私を実家に連れ戻すためだけに、そこまで考えるなんて……
気が付けば、自然と体が動いて、拘束椅子に座らされているマイスの襟に掴みかかっていた。
「これ以上、私の友達に手ぇ出したら、今度こそ本気であんたを……!」
怒りが溢れ出しそうになる中、後ろから学園長さんが声を掛けてくれる。
「案ずるなサチ・マルムラード。その者にこれ以上好きな真似はさせん。というか、それも無理になるじゃろう」
「えっ?」
マイスの襟から手を放して、後方を振り返ると、学園長さんは他の教師たちと頷きを交わしながら改まって言った。
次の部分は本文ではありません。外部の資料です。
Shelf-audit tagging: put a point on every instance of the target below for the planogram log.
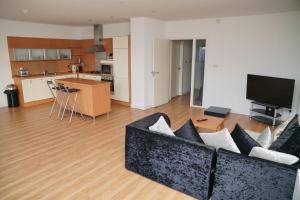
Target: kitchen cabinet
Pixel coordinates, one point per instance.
(37, 54)
(20, 54)
(51, 54)
(121, 89)
(120, 63)
(120, 42)
(64, 53)
(90, 77)
(120, 69)
(35, 89)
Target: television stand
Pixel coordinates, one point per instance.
(269, 115)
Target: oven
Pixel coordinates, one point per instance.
(106, 69)
(108, 79)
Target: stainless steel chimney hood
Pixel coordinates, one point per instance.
(98, 36)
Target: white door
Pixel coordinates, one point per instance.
(176, 68)
(161, 71)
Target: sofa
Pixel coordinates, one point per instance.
(200, 170)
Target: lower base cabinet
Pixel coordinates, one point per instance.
(35, 89)
(121, 89)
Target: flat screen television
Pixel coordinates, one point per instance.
(270, 90)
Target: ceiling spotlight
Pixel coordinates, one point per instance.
(25, 11)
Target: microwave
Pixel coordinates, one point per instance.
(106, 69)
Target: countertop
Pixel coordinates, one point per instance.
(52, 74)
(82, 81)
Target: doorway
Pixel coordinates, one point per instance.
(181, 67)
(198, 72)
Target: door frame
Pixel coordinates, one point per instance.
(193, 72)
(179, 91)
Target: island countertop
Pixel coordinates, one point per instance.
(94, 96)
(83, 81)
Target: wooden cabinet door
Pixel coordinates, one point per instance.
(120, 68)
(121, 91)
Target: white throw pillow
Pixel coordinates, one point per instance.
(296, 195)
(161, 126)
(253, 134)
(220, 139)
(264, 138)
(275, 156)
(277, 132)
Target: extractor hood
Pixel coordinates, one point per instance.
(98, 36)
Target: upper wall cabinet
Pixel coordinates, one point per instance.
(64, 53)
(120, 42)
(37, 54)
(23, 54)
(51, 54)
(19, 54)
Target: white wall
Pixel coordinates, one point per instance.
(117, 29)
(262, 44)
(143, 33)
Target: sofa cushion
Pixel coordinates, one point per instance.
(220, 139)
(264, 138)
(275, 156)
(161, 126)
(188, 131)
(244, 142)
(239, 176)
(288, 141)
(285, 126)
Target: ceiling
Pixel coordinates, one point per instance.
(85, 12)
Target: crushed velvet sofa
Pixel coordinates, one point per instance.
(201, 171)
(181, 164)
(239, 176)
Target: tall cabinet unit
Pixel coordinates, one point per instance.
(121, 69)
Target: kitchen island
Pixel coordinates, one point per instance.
(94, 96)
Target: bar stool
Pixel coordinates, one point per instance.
(69, 92)
(56, 92)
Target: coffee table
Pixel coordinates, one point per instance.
(212, 123)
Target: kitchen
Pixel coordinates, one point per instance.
(44, 59)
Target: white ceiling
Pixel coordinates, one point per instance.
(84, 12)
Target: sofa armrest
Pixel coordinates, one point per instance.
(145, 122)
(175, 162)
(239, 176)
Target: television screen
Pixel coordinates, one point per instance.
(270, 90)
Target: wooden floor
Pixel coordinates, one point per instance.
(42, 158)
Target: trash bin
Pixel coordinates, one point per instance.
(12, 95)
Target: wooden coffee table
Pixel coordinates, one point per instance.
(212, 123)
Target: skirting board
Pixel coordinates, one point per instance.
(123, 103)
(35, 103)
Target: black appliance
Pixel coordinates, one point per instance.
(106, 69)
(12, 95)
(108, 79)
(270, 90)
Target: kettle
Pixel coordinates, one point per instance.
(74, 68)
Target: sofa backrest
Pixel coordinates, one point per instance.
(289, 139)
(175, 162)
(239, 176)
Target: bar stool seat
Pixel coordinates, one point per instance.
(74, 107)
(55, 91)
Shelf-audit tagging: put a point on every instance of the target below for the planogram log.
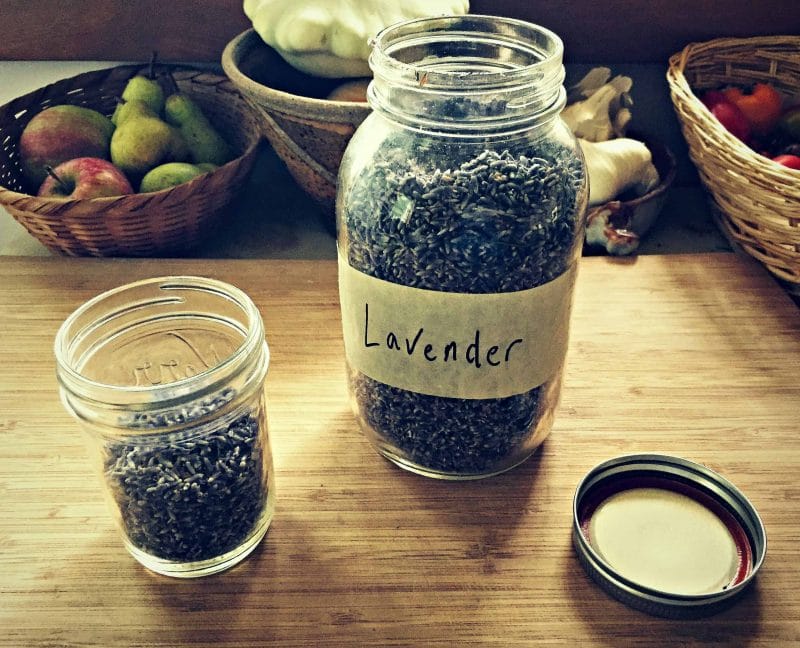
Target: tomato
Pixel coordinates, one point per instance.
(727, 114)
(762, 107)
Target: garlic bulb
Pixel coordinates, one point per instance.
(616, 166)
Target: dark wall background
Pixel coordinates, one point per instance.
(197, 30)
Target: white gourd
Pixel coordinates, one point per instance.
(330, 38)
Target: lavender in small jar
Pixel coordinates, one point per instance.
(167, 377)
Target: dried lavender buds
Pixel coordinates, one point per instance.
(190, 495)
(453, 217)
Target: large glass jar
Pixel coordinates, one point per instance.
(460, 217)
(167, 376)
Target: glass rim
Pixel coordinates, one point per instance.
(395, 35)
(76, 384)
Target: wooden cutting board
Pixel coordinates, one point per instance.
(696, 356)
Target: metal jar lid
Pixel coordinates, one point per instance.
(666, 536)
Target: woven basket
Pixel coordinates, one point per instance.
(755, 201)
(170, 221)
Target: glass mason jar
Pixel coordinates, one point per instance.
(460, 217)
(167, 376)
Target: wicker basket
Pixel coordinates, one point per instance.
(755, 201)
(170, 221)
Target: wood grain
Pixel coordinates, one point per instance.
(188, 30)
(697, 356)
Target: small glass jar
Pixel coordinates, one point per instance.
(167, 376)
(460, 218)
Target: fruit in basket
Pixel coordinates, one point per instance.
(146, 90)
(177, 150)
(204, 142)
(127, 108)
(761, 107)
(169, 175)
(789, 123)
(83, 178)
(728, 114)
(140, 143)
(60, 133)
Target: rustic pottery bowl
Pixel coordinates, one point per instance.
(619, 225)
(308, 132)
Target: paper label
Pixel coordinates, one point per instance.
(454, 344)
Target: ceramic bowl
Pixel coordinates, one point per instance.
(308, 132)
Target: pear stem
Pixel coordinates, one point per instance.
(172, 83)
(153, 57)
(55, 177)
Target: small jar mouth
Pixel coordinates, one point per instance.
(470, 73)
(99, 347)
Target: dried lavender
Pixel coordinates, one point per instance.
(193, 494)
(445, 216)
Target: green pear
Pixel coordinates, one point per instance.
(168, 175)
(147, 90)
(178, 149)
(128, 108)
(141, 143)
(204, 142)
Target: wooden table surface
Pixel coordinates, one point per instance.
(697, 356)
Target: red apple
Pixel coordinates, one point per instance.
(84, 178)
(62, 133)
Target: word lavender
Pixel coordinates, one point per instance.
(498, 221)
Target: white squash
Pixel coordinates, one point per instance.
(330, 38)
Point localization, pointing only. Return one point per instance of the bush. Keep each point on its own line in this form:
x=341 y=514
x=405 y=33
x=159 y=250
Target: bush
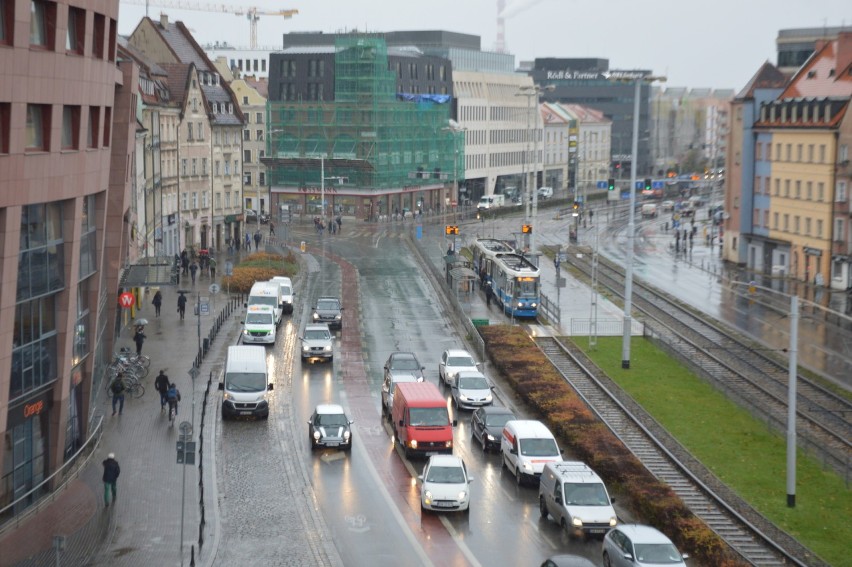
x=260 y=267
x=538 y=383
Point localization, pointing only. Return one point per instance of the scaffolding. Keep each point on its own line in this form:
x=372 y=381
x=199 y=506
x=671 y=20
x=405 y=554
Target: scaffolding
x=369 y=137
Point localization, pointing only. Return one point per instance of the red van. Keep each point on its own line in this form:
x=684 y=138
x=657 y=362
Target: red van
x=421 y=420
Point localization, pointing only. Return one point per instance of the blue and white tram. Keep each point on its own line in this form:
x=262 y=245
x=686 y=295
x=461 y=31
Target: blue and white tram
x=515 y=281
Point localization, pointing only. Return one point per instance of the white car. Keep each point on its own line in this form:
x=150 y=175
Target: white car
x=445 y=484
x=471 y=390
x=631 y=545
x=452 y=361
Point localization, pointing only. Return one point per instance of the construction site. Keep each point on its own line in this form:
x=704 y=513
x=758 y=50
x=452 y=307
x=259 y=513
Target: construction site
x=368 y=153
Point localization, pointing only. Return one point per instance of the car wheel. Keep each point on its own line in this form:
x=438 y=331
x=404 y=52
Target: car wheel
x=542 y=507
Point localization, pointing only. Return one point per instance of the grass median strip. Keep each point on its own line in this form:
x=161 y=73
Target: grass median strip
x=738 y=448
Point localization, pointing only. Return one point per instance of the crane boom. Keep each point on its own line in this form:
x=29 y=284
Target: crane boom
x=252 y=13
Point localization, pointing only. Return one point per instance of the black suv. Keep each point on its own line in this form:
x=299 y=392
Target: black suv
x=328 y=310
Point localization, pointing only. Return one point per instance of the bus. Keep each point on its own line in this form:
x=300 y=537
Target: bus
x=515 y=282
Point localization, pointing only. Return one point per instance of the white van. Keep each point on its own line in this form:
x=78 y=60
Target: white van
x=266 y=293
x=287 y=293
x=245 y=383
x=576 y=497
x=526 y=446
x=259 y=325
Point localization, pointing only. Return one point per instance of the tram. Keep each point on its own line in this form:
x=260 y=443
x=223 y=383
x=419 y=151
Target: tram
x=516 y=283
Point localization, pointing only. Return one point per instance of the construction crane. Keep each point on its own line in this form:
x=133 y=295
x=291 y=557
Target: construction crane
x=252 y=14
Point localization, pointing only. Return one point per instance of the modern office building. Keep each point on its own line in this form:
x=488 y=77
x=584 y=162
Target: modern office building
x=67 y=135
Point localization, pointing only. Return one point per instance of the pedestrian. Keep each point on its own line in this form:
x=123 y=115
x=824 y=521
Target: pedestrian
x=181 y=305
x=110 y=478
x=158 y=302
x=161 y=383
x=139 y=336
x=118 y=387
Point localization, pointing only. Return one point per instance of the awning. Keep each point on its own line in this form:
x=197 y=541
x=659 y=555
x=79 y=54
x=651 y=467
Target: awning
x=153 y=271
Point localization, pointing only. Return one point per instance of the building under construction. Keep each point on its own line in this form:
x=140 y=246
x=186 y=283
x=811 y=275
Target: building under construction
x=373 y=137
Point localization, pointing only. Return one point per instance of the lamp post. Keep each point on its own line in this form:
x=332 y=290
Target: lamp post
x=529 y=92
x=631 y=224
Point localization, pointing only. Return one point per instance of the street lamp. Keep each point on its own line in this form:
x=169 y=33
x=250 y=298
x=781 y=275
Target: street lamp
x=637 y=80
x=529 y=92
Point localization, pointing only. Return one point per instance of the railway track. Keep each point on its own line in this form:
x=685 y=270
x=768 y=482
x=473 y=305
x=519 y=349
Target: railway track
x=741 y=370
x=751 y=541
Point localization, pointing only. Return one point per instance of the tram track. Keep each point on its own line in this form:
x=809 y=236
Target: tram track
x=739 y=368
x=754 y=538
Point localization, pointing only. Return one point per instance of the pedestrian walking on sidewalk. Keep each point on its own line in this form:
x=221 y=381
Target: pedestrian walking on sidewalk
x=139 y=338
x=158 y=302
x=181 y=305
x=161 y=383
x=118 y=387
x=110 y=478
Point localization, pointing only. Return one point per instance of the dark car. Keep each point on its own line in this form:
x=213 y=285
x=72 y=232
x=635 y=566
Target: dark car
x=328 y=310
x=486 y=425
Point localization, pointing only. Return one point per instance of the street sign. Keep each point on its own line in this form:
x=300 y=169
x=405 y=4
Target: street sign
x=126 y=300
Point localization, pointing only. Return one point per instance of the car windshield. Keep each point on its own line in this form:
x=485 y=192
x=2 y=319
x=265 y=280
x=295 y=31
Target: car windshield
x=328 y=419
x=472 y=383
x=658 y=553
x=259 y=319
x=585 y=494
x=538 y=447
x=317 y=335
x=461 y=361
x=263 y=300
x=245 y=381
x=445 y=475
x=498 y=420
x=404 y=364
x=428 y=416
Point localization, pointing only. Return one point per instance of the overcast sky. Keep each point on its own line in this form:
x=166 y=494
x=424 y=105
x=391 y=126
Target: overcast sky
x=717 y=44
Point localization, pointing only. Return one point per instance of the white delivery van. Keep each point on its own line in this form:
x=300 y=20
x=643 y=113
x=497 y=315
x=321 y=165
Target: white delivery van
x=491 y=201
x=259 y=325
x=287 y=293
x=266 y=293
x=576 y=497
x=526 y=446
x=245 y=383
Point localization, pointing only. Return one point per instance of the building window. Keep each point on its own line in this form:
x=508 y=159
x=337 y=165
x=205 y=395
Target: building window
x=99 y=35
x=38 y=128
x=94 y=127
x=76 y=30
x=42 y=24
x=70 y=127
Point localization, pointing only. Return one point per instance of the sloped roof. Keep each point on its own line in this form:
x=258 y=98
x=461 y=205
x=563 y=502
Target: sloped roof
x=767 y=77
x=826 y=72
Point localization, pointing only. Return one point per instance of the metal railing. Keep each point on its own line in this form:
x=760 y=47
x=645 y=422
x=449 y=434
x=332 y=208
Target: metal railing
x=13 y=514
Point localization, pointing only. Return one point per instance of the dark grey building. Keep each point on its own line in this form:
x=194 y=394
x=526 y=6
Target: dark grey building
x=589 y=82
「マイス・グラシエールよ。お主の処分についてじゃが、たった今取り決めさせてもらった」
「処分、だと……?」
「自白の内容から、生徒を傷付けたのは故意であると判断された。同時に危険性を承知しながらミストラルの企てに手を貸し、暴走事件を引き起こしたことも咎められるべき罪となる」
学園長さんは改まった様子で姿勢を正して、響くような声でマイスに告げた。
「二年C組マイス・グラシエール。この者は此度の星華祭において、反魔術結社ミストラルと共謀し、暴走事件を引き起こした。同時に故意的に同学園の生徒に重傷を負わせた。よって懲戒処分の対象となり、学園長アナナス・クロスタータの名の下に“退学処分”を言い渡す。即刻、この学園から出て行くがいい」
「た、退学、だと……!」
マイスの金の瞳が限界まで見開かれる。
よもや退学処分を受けるとは思わなかったのだろう。
しかし状況を省みてみれば当然のことだ。
「同時に国家魔術師連合に身柄を拘束されることになる。罪状は言わずもがなじゃな。一連の事件の聴取や服用した薬の成分調査など綿密に行われるため、数年かそこらで解放されるとは思わぬことじゃな」
「……」
マイスの顔が見る間に青ざめていくのがわかる。
直後、奴は激怒をあらわにするようにして、額に青筋を立てた。
「この、私が……! グラシエール侯爵家の跡取りであるこのマイス・グラシエールが……! ふざけるなよこの無能どもガァ!」
拘束椅子に捕縛された手足をバタつかせて暴れ出しそうになる。
それを察した私は、すぐさま右手を構えて魔法を発動させた。
「【賽は投げられた――神の導き――恨むなら己の天命を恨め】――【運命の悪戯】!」
黄色い光がマイスの額に当たり、痺れたように全身が硬直する。
それでも怒りの表情をそのままに、マイスはこちらを睨み続けていて、そんな兄に対して私は……
これまでの怒りをすべて乗せたような言葉を、冷え切った目と共に送ったのだった。
「さようなら、マイスお兄ちゃん」
「……っ!」
あの時と、逆転した配役。
今度は兄のマイス・グラシエールが、居場所を追い出される番になったのだった。
追放される側の気持ち、少しはわかったんじゃないかな。